Search code examples
pythonstartswith

Want to remove elements based on first character - Python


This is a program that lists all the substrings except the one that starts with vowel letters.

However, I don't understand why startswith() function doesn't work as I expected. It is not removing the substrings that start with the letter 'A'.

Here is my code:

ban = 'BANANA'

cur_pos=0
sub = []

#Finding the substrings
for i in range(len(ban)):
    limit=1
    for j in range(len(ban)):
        a = ban[cur_pos:limit]
        sub.append(a)
        limit+=1
    cur_pos+=1 
 

#removing the substrings that starts with vowels
for i in sub:
    if (i.startswith(('A','E','I','O','U'))):
        sub.remove(i)

print(sub)  

Solution

  • Why this doesn't work...

    To answer your question, the mantra for this issue is delete array elements in reverse order, which I occasionally forget and wonder whatever has gone wrong.

    Explanation

    The problem isn't with startswith() but using remove() inside this specific type of for loop, which uses an iterator rather than a range.

    for i in sub:
    

    This fails in this code for the following reason.

    ban = 'BANANA'
    
    cur_pos=0
    sub = []
    
    #Finding the substrings
    for i in range(len(ban)):
        limit=1
        for j in range(len(ban)):
            a = ban[cur_pos:limit]
            sub.append(a)
            limit+=1
        cur_pos+=1 
    
    print(sub)
    
    #removing the subtrings that start with vowels
    for i in sub:
        if (i.startswith(('A','E','I','O','U'))):
            sub.remove(i)
        print(sub)
    print(sub)
    

    I've added some print statements to assist debugging.

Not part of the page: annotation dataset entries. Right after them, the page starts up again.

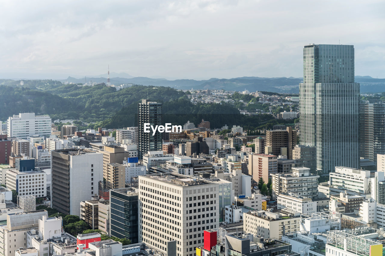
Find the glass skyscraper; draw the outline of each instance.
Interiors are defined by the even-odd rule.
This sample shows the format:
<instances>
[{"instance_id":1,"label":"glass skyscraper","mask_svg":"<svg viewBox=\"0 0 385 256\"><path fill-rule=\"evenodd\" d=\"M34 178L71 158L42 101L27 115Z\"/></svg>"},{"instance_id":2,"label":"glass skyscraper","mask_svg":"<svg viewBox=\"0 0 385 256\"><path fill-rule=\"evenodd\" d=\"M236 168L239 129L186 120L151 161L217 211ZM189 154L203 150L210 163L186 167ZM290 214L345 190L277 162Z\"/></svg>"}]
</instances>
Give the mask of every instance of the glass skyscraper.
<instances>
[{"instance_id":1,"label":"glass skyscraper","mask_svg":"<svg viewBox=\"0 0 385 256\"><path fill-rule=\"evenodd\" d=\"M360 84L353 45L309 45L300 84L301 144L316 148L322 173L359 167Z\"/></svg>"},{"instance_id":2,"label":"glass skyscraper","mask_svg":"<svg viewBox=\"0 0 385 256\"><path fill-rule=\"evenodd\" d=\"M152 135L152 131L144 132L146 123L150 125L162 124L162 104L152 102L148 99L142 100L142 103L138 104L138 128L139 134L139 145L138 150L139 159L142 159L143 155L148 151L161 150L163 141L162 134L157 131Z\"/></svg>"}]
</instances>

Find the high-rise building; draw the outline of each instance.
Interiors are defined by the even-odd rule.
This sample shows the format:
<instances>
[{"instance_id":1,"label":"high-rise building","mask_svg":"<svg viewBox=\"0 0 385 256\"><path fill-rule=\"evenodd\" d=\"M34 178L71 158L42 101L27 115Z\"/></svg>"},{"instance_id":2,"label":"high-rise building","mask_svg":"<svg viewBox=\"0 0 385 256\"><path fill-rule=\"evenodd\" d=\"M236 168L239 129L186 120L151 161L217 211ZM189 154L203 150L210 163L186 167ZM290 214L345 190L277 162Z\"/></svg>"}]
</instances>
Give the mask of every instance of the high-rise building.
<instances>
[{"instance_id":1,"label":"high-rise building","mask_svg":"<svg viewBox=\"0 0 385 256\"><path fill-rule=\"evenodd\" d=\"M124 148L113 145L105 145L104 150L99 152L103 154L103 178L111 182L112 188L124 187L125 175L122 164L125 158L130 157L129 152Z\"/></svg>"},{"instance_id":2,"label":"high-rise building","mask_svg":"<svg viewBox=\"0 0 385 256\"><path fill-rule=\"evenodd\" d=\"M128 238L133 244L139 242L138 206L138 193L134 188L110 191L110 233L111 236L120 239Z\"/></svg>"},{"instance_id":3,"label":"high-rise building","mask_svg":"<svg viewBox=\"0 0 385 256\"><path fill-rule=\"evenodd\" d=\"M178 173L139 176L139 240L163 253L175 241L174 255L193 255L203 231L218 227L219 192L219 183Z\"/></svg>"},{"instance_id":4,"label":"high-rise building","mask_svg":"<svg viewBox=\"0 0 385 256\"><path fill-rule=\"evenodd\" d=\"M29 157L30 143L27 140L18 139L12 141L12 154L13 155Z\"/></svg>"},{"instance_id":5,"label":"high-rise building","mask_svg":"<svg viewBox=\"0 0 385 256\"><path fill-rule=\"evenodd\" d=\"M249 155L249 175L258 182L261 178L265 183L270 178L271 173L278 171L277 156L265 154Z\"/></svg>"},{"instance_id":6,"label":"high-rise building","mask_svg":"<svg viewBox=\"0 0 385 256\"><path fill-rule=\"evenodd\" d=\"M49 116L35 116L34 113L20 113L8 118L8 137L27 139L33 135L51 135L51 119Z\"/></svg>"},{"instance_id":7,"label":"high-rise building","mask_svg":"<svg viewBox=\"0 0 385 256\"><path fill-rule=\"evenodd\" d=\"M75 132L77 131L77 126L72 126L69 124L65 124L62 126L60 128L60 138L62 140L65 135L74 135Z\"/></svg>"},{"instance_id":8,"label":"high-rise building","mask_svg":"<svg viewBox=\"0 0 385 256\"><path fill-rule=\"evenodd\" d=\"M85 149L51 152L52 207L65 214L80 216L80 202L98 193L103 180L103 155Z\"/></svg>"},{"instance_id":9,"label":"high-rise building","mask_svg":"<svg viewBox=\"0 0 385 256\"><path fill-rule=\"evenodd\" d=\"M144 124L149 124L154 127L162 124L162 104L142 100L138 104L138 127L139 159L148 151L162 150L162 134L157 131L152 135L152 131L144 132Z\"/></svg>"},{"instance_id":10,"label":"high-rise building","mask_svg":"<svg viewBox=\"0 0 385 256\"><path fill-rule=\"evenodd\" d=\"M324 173L336 166L359 167L359 101L353 46L305 45L300 140L316 148L317 168Z\"/></svg>"},{"instance_id":11,"label":"high-rise building","mask_svg":"<svg viewBox=\"0 0 385 256\"><path fill-rule=\"evenodd\" d=\"M315 147L297 145L293 150L293 159L297 166L307 167L310 172L315 173L316 169L316 149Z\"/></svg>"},{"instance_id":12,"label":"high-rise building","mask_svg":"<svg viewBox=\"0 0 385 256\"><path fill-rule=\"evenodd\" d=\"M116 142L120 144L138 144L138 127L127 127L125 129L116 130Z\"/></svg>"},{"instance_id":13,"label":"high-rise building","mask_svg":"<svg viewBox=\"0 0 385 256\"><path fill-rule=\"evenodd\" d=\"M254 152L256 154L264 154L264 147L266 145L266 137L264 136L258 136L254 139L254 145L255 145Z\"/></svg>"},{"instance_id":14,"label":"high-rise building","mask_svg":"<svg viewBox=\"0 0 385 256\"><path fill-rule=\"evenodd\" d=\"M266 131L266 145L271 147L273 155L285 155L288 159L293 159L293 149L296 144L297 132L291 127Z\"/></svg>"},{"instance_id":15,"label":"high-rise building","mask_svg":"<svg viewBox=\"0 0 385 256\"><path fill-rule=\"evenodd\" d=\"M9 164L12 148L12 142L8 140L7 134L0 134L0 164Z\"/></svg>"},{"instance_id":16,"label":"high-rise building","mask_svg":"<svg viewBox=\"0 0 385 256\"><path fill-rule=\"evenodd\" d=\"M385 104L360 104L360 156L377 161L377 154L385 154Z\"/></svg>"}]
</instances>

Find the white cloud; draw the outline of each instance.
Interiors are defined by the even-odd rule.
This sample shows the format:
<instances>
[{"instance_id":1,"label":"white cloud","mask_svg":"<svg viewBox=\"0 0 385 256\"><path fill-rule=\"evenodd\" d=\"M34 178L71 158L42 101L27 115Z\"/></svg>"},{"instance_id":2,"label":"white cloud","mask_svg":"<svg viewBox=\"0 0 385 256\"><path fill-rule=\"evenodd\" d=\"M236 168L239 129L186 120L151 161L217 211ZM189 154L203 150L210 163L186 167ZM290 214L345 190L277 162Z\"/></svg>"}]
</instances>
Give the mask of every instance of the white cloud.
<instances>
[{"instance_id":1,"label":"white cloud","mask_svg":"<svg viewBox=\"0 0 385 256\"><path fill-rule=\"evenodd\" d=\"M385 77L381 1L6 1L2 9L6 78L103 73L109 64L136 76L299 77L303 45L339 40L355 45L357 74Z\"/></svg>"}]
</instances>

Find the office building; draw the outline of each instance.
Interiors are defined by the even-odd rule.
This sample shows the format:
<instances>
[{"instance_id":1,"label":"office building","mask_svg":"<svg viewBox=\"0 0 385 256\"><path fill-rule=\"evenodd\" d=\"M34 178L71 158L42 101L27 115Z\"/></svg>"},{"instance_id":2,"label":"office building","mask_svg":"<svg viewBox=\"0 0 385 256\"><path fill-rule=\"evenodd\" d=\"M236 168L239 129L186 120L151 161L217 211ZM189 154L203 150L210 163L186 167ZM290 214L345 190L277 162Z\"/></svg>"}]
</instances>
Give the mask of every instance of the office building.
<instances>
[{"instance_id":1,"label":"office building","mask_svg":"<svg viewBox=\"0 0 385 256\"><path fill-rule=\"evenodd\" d=\"M197 137L194 141L186 142L186 155L189 157L194 154L208 154L209 146L203 137Z\"/></svg>"},{"instance_id":2,"label":"office building","mask_svg":"<svg viewBox=\"0 0 385 256\"><path fill-rule=\"evenodd\" d=\"M51 135L51 119L49 116L20 113L8 118L7 130L8 137L27 139L33 135L49 136Z\"/></svg>"},{"instance_id":3,"label":"office building","mask_svg":"<svg viewBox=\"0 0 385 256\"><path fill-rule=\"evenodd\" d=\"M125 129L118 129L116 130L116 143L137 145L139 142L139 134L137 127L127 127Z\"/></svg>"},{"instance_id":4,"label":"office building","mask_svg":"<svg viewBox=\"0 0 385 256\"><path fill-rule=\"evenodd\" d=\"M64 136L74 135L75 133L77 131L77 126L69 124L65 124L62 126L60 129L60 138L62 140L64 138Z\"/></svg>"},{"instance_id":5,"label":"office building","mask_svg":"<svg viewBox=\"0 0 385 256\"><path fill-rule=\"evenodd\" d=\"M375 238L383 237L383 232L377 232L360 229L351 231L331 230L327 231L325 256L381 256L383 245Z\"/></svg>"},{"instance_id":6,"label":"office building","mask_svg":"<svg viewBox=\"0 0 385 256\"><path fill-rule=\"evenodd\" d=\"M360 104L360 156L377 162L385 154L385 104L372 101Z\"/></svg>"},{"instance_id":7,"label":"office building","mask_svg":"<svg viewBox=\"0 0 385 256\"><path fill-rule=\"evenodd\" d=\"M12 142L7 134L0 134L0 164L8 164L9 156L12 151Z\"/></svg>"},{"instance_id":8,"label":"office building","mask_svg":"<svg viewBox=\"0 0 385 256\"><path fill-rule=\"evenodd\" d=\"M251 211L243 213L243 232L264 238L282 239L285 233L300 230L300 214L288 215L281 211Z\"/></svg>"},{"instance_id":9,"label":"office building","mask_svg":"<svg viewBox=\"0 0 385 256\"><path fill-rule=\"evenodd\" d=\"M295 212L310 213L317 211L317 202L311 198L292 193L281 193L277 197L278 209L288 208Z\"/></svg>"},{"instance_id":10,"label":"office building","mask_svg":"<svg viewBox=\"0 0 385 256\"><path fill-rule=\"evenodd\" d=\"M6 180L7 188L16 190L18 195L47 196L47 174L43 171L20 172L15 169L8 169Z\"/></svg>"},{"instance_id":11,"label":"office building","mask_svg":"<svg viewBox=\"0 0 385 256\"><path fill-rule=\"evenodd\" d=\"M80 202L80 219L85 221L91 229L99 226L99 200L89 200Z\"/></svg>"},{"instance_id":12,"label":"office building","mask_svg":"<svg viewBox=\"0 0 385 256\"><path fill-rule=\"evenodd\" d=\"M218 227L219 192L218 183L177 173L139 176L139 240L163 253L175 240L177 256L194 255L203 230Z\"/></svg>"},{"instance_id":13,"label":"office building","mask_svg":"<svg viewBox=\"0 0 385 256\"><path fill-rule=\"evenodd\" d=\"M309 45L300 84L300 141L317 149L317 168L359 167L360 84L353 45Z\"/></svg>"},{"instance_id":14,"label":"office building","mask_svg":"<svg viewBox=\"0 0 385 256\"><path fill-rule=\"evenodd\" d=\"M272 155L285 155L288 159L293 159L293 149L296 144L297 132L291 127L266 131L266 146L271 147Z\"/></svg>"},{"instance_id":15,"label":"office building","mask_svg":"<svg viewBox=\"0 0 385 256\"><path fill-rule=\"evenodd\" d=\"M342 166L335 167L335 172L329 174L328 184L318 185L319 193L330 197L331 195L345 192L350 195L372 197L370 171Z\"/></svg>"},{"instance_id":16,"label":"office building","mask_svg":"<svg viewBox=\"0 0 385 256\"><path fill-rule=\"evenodd\" d=\"M306 167L292 167L292 172L270 175L272 197L276 198L281 193L292 193L296 196L313 198L318 195L318 175L310 173Z\"/></svg>"},{"instance_id":17,"label":"office building","mask_svg":"<svg viewBox=\"0 0 385 256\"><path fill-rule=\"evenodd\" d=\"M105 235L110 234L110 200L99 200L98 205L99 216L98 221L98 229L102 233Z\"/></svg>"},{"instance_id":18,"label":"office building","mask_svg":"<svg viewBox=\"0 0 385 256\"><path fill-rule=\"evenodd\" d=\"M267 183L270 175L277 171L277 156L264 154L249 155L249 175L258 182L262 178Z\"/></svg>"},{"instance_id":19,"label":"office building","mask_svg":"<svg viewBox=\"0 0 385 256\"><path fill-rule=\"evenodd\" d=\"M132 243L138 243L138 194L132 187L110 191L110 235L118 238L128 238ZM142 202L141 203L148 203ZM160 204L157 203L159 205ZM159 208L159 206L157 206ZM153 209L155 211L155 209ZM164 221L163 220L162 221ZM157 225L160 225L158 223ZM153 228L155 228L154 226ZM144 231L141 230L142 231ZM149 231L147 232L149 233Z\"/></svg>"},{"instance_id":20,"label":"office building","mask_svg":"<svg viewBox=\"0 0 385 256\"><path fill-rule=\"evenodd\" d=\"M255 153L256 154L264 154L264 147L266 146L266 137L258 136L254 139L255 145Z\"/></svg>"},{"instance_id":21,"label":"office building","mask_svg":"<svg viewBox=\"0 0 385 256\"><path fill-rule=\"evenodd\" d=\"M148 151L162 150L162 134L159 131L144 132L144 124L155 127L162 124L162 104L142 100L138 104L138 129L139 132L139 159Z\"/></svg>"},{"instance_id":22,"label":"office building","mask_svg":"<svg viewBox=\"0 0 385 256\"><path fill-rule=\"evenodd\" d=\"M198 125L198 127L204 128L207 130L210 130L210 122L208 121L205 121L203 119L202 119L202 122Z\"/></svg>"},{"instance_id":23,"label":"office building","mask_svg":"<svg viewBox=\"0 0 385 256\"><path fill-rule=\"evenodd\" d=\"M205 230L204 243L197 248L196 256L244 255L244 256L300 256L292 251L291 244L275 239L264 239L252 234L228 235L219 228Z\"/></svg>"},{"instance_id":24,"label":"office building","mask_svg":"<svg viewBox=\"0 0 385 256\"><path fill-rule=\"evenodd\" d=\"M30 156L29 141L27 140L18 139L12 141L12 154L13 155L22 155L23 157Z\"/></svg>"},{"instance_id":25,"label":"office building","mask_svg":"<svg viewBox=\"0 0 385 256\"><path fill-rule=\"evenodd\" d=\"M80 202L97 193L103 180L103 155L85 149L51 152L52 207L65 214L80 216Z\"/></svg>"},{"instance_id":26,"label":"office building","mask_svg":"<svg viewBox=\"0 0 385 256\"><path fill-rule=\"evenodd\" d=\"M183 125L183 130L190 130L195 128L195 125L194 123L191 123L189 121L187 121L187 122Z\"/></svg>"},{"instance_id":27,"label":"office building","mask_svg":"<svg viewBox=\"0 0 385 256\"><path fill-rule=\"evenodd\" d=\"M27 246L27 233L38 226L39 220L48 217L45 210L8 213L7 224L0 226L0 254L14 256L15 250ZM10 239L10 238L12 238Z\"/></svg>"},{"instance_id":28,"label":"office building","mask_svg":"<svg viewBox=\"0 0 385 256\"><path fill-rule=\"evenodd\" d=\"M17 205L25 212L36 210L36 198L32 195L19 196L17 197Z\"/></svg>"},{"instance_id":29,"label":"office building","mask_svg":"<svg viewBox=\"0 0 385 256\"><path fill-rule=\"evenodd\" d=\"M293 159L295 160L297 166L306 167L310 169L311 173L315 173L317 168L316 156L316 149L302 145L297 145L293 150Z\"/></svg>"}]
</instances>

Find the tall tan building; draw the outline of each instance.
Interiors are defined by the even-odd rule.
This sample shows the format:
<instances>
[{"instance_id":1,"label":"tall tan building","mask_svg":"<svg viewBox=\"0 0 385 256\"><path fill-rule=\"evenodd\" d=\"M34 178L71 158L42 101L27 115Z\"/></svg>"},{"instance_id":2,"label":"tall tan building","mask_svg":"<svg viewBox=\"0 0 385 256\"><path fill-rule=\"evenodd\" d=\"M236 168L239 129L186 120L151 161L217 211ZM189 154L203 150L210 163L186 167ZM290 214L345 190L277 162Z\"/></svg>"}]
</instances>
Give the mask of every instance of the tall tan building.
<instances>
[{"instance_id":1,"label":"tall tan building","mask_svg":"<svg viewBox=\"0 0 385 256\"><path fill-rule=\"evenodd\" d=\"M107 165L109 164L116 163L121 165L123 164L123 161L124 158L130 157L130 154L128 152L124 150L124 148L119 147L116 145L109 145L104 146L104 150L102 150L99 151L103 154L103 177L104 178L107 179L109 181L111 180L107 178L107 177L110 176L114 177L114 175L111 175L110 173L107 173ZM109 170L112 170L113 167L109 167ZM123 182L124 184L124 176L123 177L124 181ZM113 183L111 181L111 183ZM116 184L119 185L118 184ZM123 187L124 186L123 186ZM118 187L116 187L112 186L113 188L116 188Z\"/></svg>"},{"instance_id":2,"label":"tall tan building","mask_svg":"<svg viewBox=\"0 0 385 256\"><path fill-rule=\"evenodd\" d=\"M124 188L126 185L126 166L116 163L110 163L106 167L105 172L103 172L103 178L111 183L111 188Z\"/></svg>"},{"instance_id":3,"label":"tall tan building","mask_svg":"<svg viewBox=\"0 0 385 256\"><path fill-rule=\"evenodd\" d=\"M60 128L60 138L63 139L65 135L72 135L75 134L77 131L77 126L66 124Z\"/></svg>"},{"instance_id":4,"label":"tall tan building","mask_svg":"<svg viewBox=\"0 0 385 256\"><path fill-rule=\"evenodd\" d=\"M266 137L258 136L254 139L255 150L254 153L256 154L264 154L264 147L266 146Z\"/></svg>"},{"instance_id":5,"label":"tall tan building","mask_svg":"<svg viewBox=\"0 0 385 256\"><path fill-rule=\"evenodd\" d=\"M249 155L249 175L258 182L259 178L267 183L271 173L277 171L277 156L265 154Z\"/></svg>"},{"instance_id":6,"label":"tall tan building","mask_svg":"<svg viewBox=\"0 0 385 256\"><path fill-rule=\"evenodd\" d=\"M286 155L288 159L293 159L293 150L296 144L297 131L291 127L266 131L266 146L271 147L273 155Z\"/></svg>"}]
</instances>

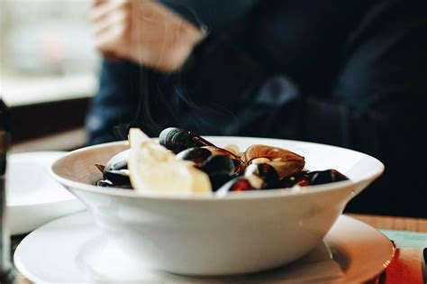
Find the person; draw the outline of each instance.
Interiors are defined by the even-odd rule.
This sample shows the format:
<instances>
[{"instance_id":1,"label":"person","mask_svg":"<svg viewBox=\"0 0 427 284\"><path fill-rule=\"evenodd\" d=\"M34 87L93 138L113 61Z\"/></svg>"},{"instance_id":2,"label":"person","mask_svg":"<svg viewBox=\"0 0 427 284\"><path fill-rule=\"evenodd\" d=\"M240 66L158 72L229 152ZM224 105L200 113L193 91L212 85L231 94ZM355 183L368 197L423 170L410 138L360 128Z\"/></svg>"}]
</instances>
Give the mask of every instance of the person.
<instances>
[{"instance_id":1,"label":"person","mask_svg":"<svg viewBox=\"0 0 427 284\"><path fill-rule=\"evenodd\" d=\"M427 217L427 2L96 0L91 19L91 144L138 125L354 149L386 170L346 212Z\"/></svg>"}]
</instances>

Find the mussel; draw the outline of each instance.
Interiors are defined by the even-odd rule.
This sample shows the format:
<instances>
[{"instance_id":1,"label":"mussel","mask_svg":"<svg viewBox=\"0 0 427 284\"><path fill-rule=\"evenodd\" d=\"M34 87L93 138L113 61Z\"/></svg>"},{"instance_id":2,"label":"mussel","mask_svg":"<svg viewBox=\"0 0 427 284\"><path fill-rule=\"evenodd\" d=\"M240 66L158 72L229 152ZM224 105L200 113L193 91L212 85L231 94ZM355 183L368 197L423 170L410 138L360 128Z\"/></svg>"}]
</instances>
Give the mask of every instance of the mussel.
<instances>
[{"instance_id":1,"label":"mussel","mask_svg":"<svg viewBox=\"0 0 427 284\"><path fill-rule=\"evenodd\" d=\"M217 191L217 196L226 196L229 192L233 191L247 191L256 189L252 187L248 179L243 177L237 177L226 182Z\"/></svg>"},{"instance_id":2,"label":"mussel","mask_svg":"<svg viewBox=\"0 0 427 284\"><path fill-rule=\"evenodd\" d=\"M280 178L277 171L268 163L250 164L244 176L255 188L273 189L280 187Z\"/></svg>"},{"instance_id":3,"label":"mussel","mask_svg":"<svg viewBox=\"0 0 427 284\"><path fill-rule=\"evenodd\" d=\"M241 160L246 165L267 163L276 169L280 179L295 175L305 166L303 156L288 150L260 144L248 147Z\"/></svg>"},{"instance_id":4,"label":"mussel","mask_svg":"<svg viewBox=\"0 0 427 284\"><path fill-rule=\"evenodd\" d=\"M214 146L199 135L177 127L168 127L161 131L159 142L176 154L192 147Z\"/></svg>"},{"instance_id":5,"label":"mussel","mask_svg":"<svg viewBox=\"0 0 427 284\"><path fill-rule=\"evenodd\" d=\"M104 166L95 164L96 168L103 173L104 179L98 180L95 184L100 187L131 188L128 169L129 153L130 150L125 150L113 156Z\"/></svg>"},{"instance_id":6,"label":"mussel","mask_svg":"<svg viewBox=\"0 0 427 284\"><path fill-rule=\"evenodd\" d=\"M282 179L280 184L283 188L292 188L295 185L306 187L323 185L347 179L349 179L348 177L334 169L314 171L302 170L293 176Z\"/></svg>"}]
</instances>

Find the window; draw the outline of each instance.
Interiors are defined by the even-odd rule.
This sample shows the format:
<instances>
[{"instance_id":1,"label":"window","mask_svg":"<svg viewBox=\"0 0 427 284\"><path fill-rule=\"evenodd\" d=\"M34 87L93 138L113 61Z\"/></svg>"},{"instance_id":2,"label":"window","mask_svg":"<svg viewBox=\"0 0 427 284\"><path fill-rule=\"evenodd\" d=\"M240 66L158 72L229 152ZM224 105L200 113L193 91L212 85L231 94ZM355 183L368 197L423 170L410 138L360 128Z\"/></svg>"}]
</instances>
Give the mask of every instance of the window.
<instances>
[{"instance_id":1,"label":"window","mask_svg":"<svg viewBox=\"0 0 427 284\"><path fill-rule=\"evenodd\" d=\"M26 145L35 140L61 150L62 142L40 142L58 133L78 133L66 140L76 141L75 146L84 142L84 118L100 62L88 20L91 5L0 0L0 95L11 107L13 142L25 142L22 151L34 149Z\"/></svg>"},{"instance_id":2,"label":"window","mask_svg":"<svg viewBox=\"0 0 427 284\"><path fill-rule=\"evenodd\" d=\"M92 96L91 0L1 0L0 74L9 105Z\"/></svg>"}]
</instances>

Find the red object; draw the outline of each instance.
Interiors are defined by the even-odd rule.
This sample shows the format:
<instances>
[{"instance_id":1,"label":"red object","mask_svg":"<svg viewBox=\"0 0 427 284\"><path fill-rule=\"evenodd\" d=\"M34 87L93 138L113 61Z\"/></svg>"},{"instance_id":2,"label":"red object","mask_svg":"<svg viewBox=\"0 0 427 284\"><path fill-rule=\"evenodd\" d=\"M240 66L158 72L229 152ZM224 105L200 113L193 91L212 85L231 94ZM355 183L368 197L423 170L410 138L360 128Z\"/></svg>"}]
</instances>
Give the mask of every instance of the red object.
<instances>
[{"instance_id":1,"label":"red object","mask_svg":"<svg viewBox=\"0 0 427 284\"><path fill-rule=\"evenodd\" d=\"M422 277L422 250L398 248L395 257L378 280L380 284L424 284Z\"/></svg>"}]
</instances>

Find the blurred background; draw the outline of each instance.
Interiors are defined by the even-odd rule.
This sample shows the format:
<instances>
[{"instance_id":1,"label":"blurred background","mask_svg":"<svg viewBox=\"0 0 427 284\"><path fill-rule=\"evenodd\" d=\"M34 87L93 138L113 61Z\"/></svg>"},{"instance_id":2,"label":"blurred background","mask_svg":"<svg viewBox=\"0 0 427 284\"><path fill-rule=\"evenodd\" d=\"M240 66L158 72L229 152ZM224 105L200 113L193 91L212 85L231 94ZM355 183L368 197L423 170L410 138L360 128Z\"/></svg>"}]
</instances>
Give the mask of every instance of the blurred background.
<instances>
[{"instance_id":1,"label":"blurred background","mask_svg":"<svg viewBox=\"0 0 427 284\"><path fill-rule=\"evenodd\" d=\"M71 150L86 142L83 122L100 61L90 5L0 0L0 94L11 108L14 151Z\"/></svg>"}]
</instances>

    Initially the array is:

    ['B', 'BA', 'BAN', 'BANA', 'BANAN', 'BANANA', '', 'A', 'AN', 'ANA', 'ANAN', 'ANANA', '', '', 'N', 'NA', 'NAN', 'NANA', '', '', '', 'A', 'AN', 'ANA', '', '', '', '', 'N', 'NA', '', '', '', '', '', 'A']
    

    ...then we eventually get to remove the first 'A', which seems to be removed fine...

    ['B', 'BA', 'BAN', 'BANA', 'BANAN', 'BANANA', '', 'AN', 'ANA', 'ANAN', ...etc...
    

    ...but there is some nastiness happening behind the scenes that shows up when we reach the next vowel...

    ['B', 'BA', 'BAN', 'BANA', 'BANAN', 'BANANA', '', 'AN', 'ANAN', 
    

    Notice that 'ANA' was removed, not the expected 'AN'!

    Why?

    Because the remove() modified the array and shifted all the elements along by one position, but the for loop index behind the scenes does not know about this. The index is still pointing to the next element which it expects is 'AN' but because we moved all the elements by one position it is actually pointing to the 'ANA' element.

    Fixing the problem

    One way is to append vowel matches to a new empty array:

    ban = 'BANANA'
    
    cur_pos=0
    sub = []
    add = []
    
    #Finding the subtrings
    for i in range(len(ban)):
        limit=1
        for j in range(len(ban)):
            a = ban[cur_pos:limit]
            sub.append(a)
            limit+=1
        cur_pos+=1 
    
    #adding the subtrings that don't start with vowels
    for i in sub:
        if (not i.startswith(('A','E','I','O','U'))):
            add.append(i)
    print(add)
    

    Another way

    There is, however a simple way to modifying the original array, as you wanted, and that's to iterate through the array in reverse order using an index-based for loop.

    The important part here is that you are not modifying any of the array elements that you are processing, only the parts that you are finished with, so that when you remove an element from the array, the array index won't point to the wrong element. This is common and acceptable practice, so long as you understand and make clear what you're doing.

    ban = 'BANANA'
    
    cur_pos=0
    sub = []
    
    #Finding the subtrings
    for i in range(len(ban)):
        limit=1
        for j in range(len(ban)):
            a = ban[cur_pos:limit]
            sub.append(a)
            limit+=1
        cur_pos+=1 
    
    #removing the badtrings that start with vowels, in reverse index order
    start = len(sub)-1  # last element index, less one (zero-based array indexing)
    stopAt = -1 # first element index, less one (zero-based array indexing)
    step = -1 # step backwards
    for index in range(start,stopAt,step):  # count backwards from last element to the first
        i = sub[index]
        if (i.startswith(('A','E','I','O','U'))):
            print('#'+str(index)+' = '+i)
            del sub[index]
    print(sub)
    

    For more details, see the official page on for https://docs.python.org/3/reference/compound_stmts.html#index-6

    Aside: This is my favourite array problem.

    Edit: I just got bitten by this in Javascript, while removing DOM nodes.